🍃10🍃

1.1K 63 174
                                    

Bu bölümü ne varsa yapan Meadowes_Dorcas 'a ithaf ediyorum dorğdilkptyertan. Evet harbi 10. bölümdeyiz. Cheers! Hadi okuyun siz.

Marlene

Sirius'un öpücüğü onu kendisine getirmişti. Artık sarhoş gibi hissetmiyordu. Ayılmıştı.
"Sirius beni yere indir." dedi. O kadar sert bir ses tonuyla söylemişti ki çocuğun gri gözlerinden korku okunuyordu. Sirius onu yere indirdi. Sonra Marlene ona baktı. Parmak uçlarının üstüne kalktı ve onu tekrar öptü. Sirius rahatlamış bir şekilde karşılık verdi. En sonunda ayrıldıklarında Marlene alınlarını birbirine dayadı ve Sirius'a "Seni seviyorum." dedi. Sirius da "Seni seviyorum." deyince birlikte Hogwarts'a yürümeye başladılar. Hogwarts'a giderken:

Sirius küçük bir reverans yaptı.

Sirius: Marlene beni Dünya'nın en mutlu insanı yapıp, benimle çıkar mısın?

Marlene güldü.

Marlene: Bu sanki biraz daha evlenme teklifi gibi oldu ama evet, seninle çıkarım.

Sirius sırıttı. Bu demek oluyordu ki Marlene'ni yerin dibine sokacak bir laf geliyordu.

Sirius: Bir gün o da olur prenses. Sen bekle yeter ki.

Doğru tahmin! Marlene Sirius'a biraz daha sokularak yürümeye devam etti. "Seni gerçekten çok seviyorum Siri." Sirius Marlene'nin saçlarının arasına bir öpücük kondurdu ve "Ben de kendimi gerçekten çok seviyorum Marlene, seni suçlayamam." dedi. Marlene karnına yumruk atınca: " Ama seni kendimden daha çok sevdiğime emin olabilirsin." dedi. Marlene kızardı. Sonra durumun saçmalığını farketti. Sirius sevgilisiydi ve kızarıyordu. Sonra daha saçma bir şeyin de olduğunu farketti. Sirius Black onun sevgilisiydi...

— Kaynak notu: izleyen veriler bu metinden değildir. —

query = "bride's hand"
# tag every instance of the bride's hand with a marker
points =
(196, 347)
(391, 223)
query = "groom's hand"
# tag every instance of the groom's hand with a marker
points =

Sonra Marlene Lily'nin seslenişleriyle uyandı dermişim jdğeföpeüsdö. Korkmayın korkmayın öyle bir şey yok gerçek bunlar.

James

Lily ve James karları yara yara ilerliyorlardı. Noel'e iki haftadan az kalmıştı. "James!" "Efendim Lils?" "Noel hediyelerini şimdi alalım mı? Zaten baya az kaldı ve daha kimseye hediye almayan sadece ikimiz varız. Ondan sonra da oturur kaymak birası falan içeriz ne dersin?" "Harika fikir Lils!" Noel hediyelerini aldılar. Sonra gidip Üçsüpürgede oturdular. Sirius ve Marlene'ni ikisi de farketmediler. Sadece birbirlerini görüyorlardı. Onlar için sadece ikisi konuşuyordu. Sadece ikisi gülmüyordu ama ikisi sadece diğerinin gülüşünü görüyor, duyuyordu. Sonra gitme zamanları geliyordu. Hogwarts'a yürürken kol kola girmişlerdi. Lily'nin kahkahası tüm Hogsmeade'de yankılanıyordu. James ise hayranlıkla onu izliyordu. Gülerken ne kadar güzel olduğunu düşünmeden edemiyordu. Hogwarts'a geldiler. Gryffindor ortak salonuna girdiklerinde Marlene'nin kucağına yatmış olan bir Sirius görmeyi ikisi de beklemiyordu. Marlene Sirius'un saçlarıyla oynuyordu ve gülüyordu. Sirius ise boş boş bir şeyler diyordu. James biraz daha dikkatli dinleyince bunların bazı isimler olduğunu duydu. Ama okulda olan kişilerin isimleri değil. Kulağa hoş gelen ama rastgele isimlerdi bunlar. Lily'nin gözleri faltaşı gibi açıldı ve daha onların orada olduğunu farketmeyen Marlene ve Sirius'a çaktırmadan geri geri çıktılar. Çıktıkları anda ve kapı kapandığı anda ise Lily James'e sarıldı. James şok oldu. Ama o da sarıldı. E ilk o sarılmıştı! O da sevdiği kıza sarılmak için  bahane olurdu işte. Lily sarılmayı bırakınca ışıl ışıl gülümsüyordu ve gözleri parlıyordu. YA AMA SEN BU KADAR GÜZEL GÜLERSEN BEN DAYANAMAM Kİ KALBİME İNER, diye düşündü James.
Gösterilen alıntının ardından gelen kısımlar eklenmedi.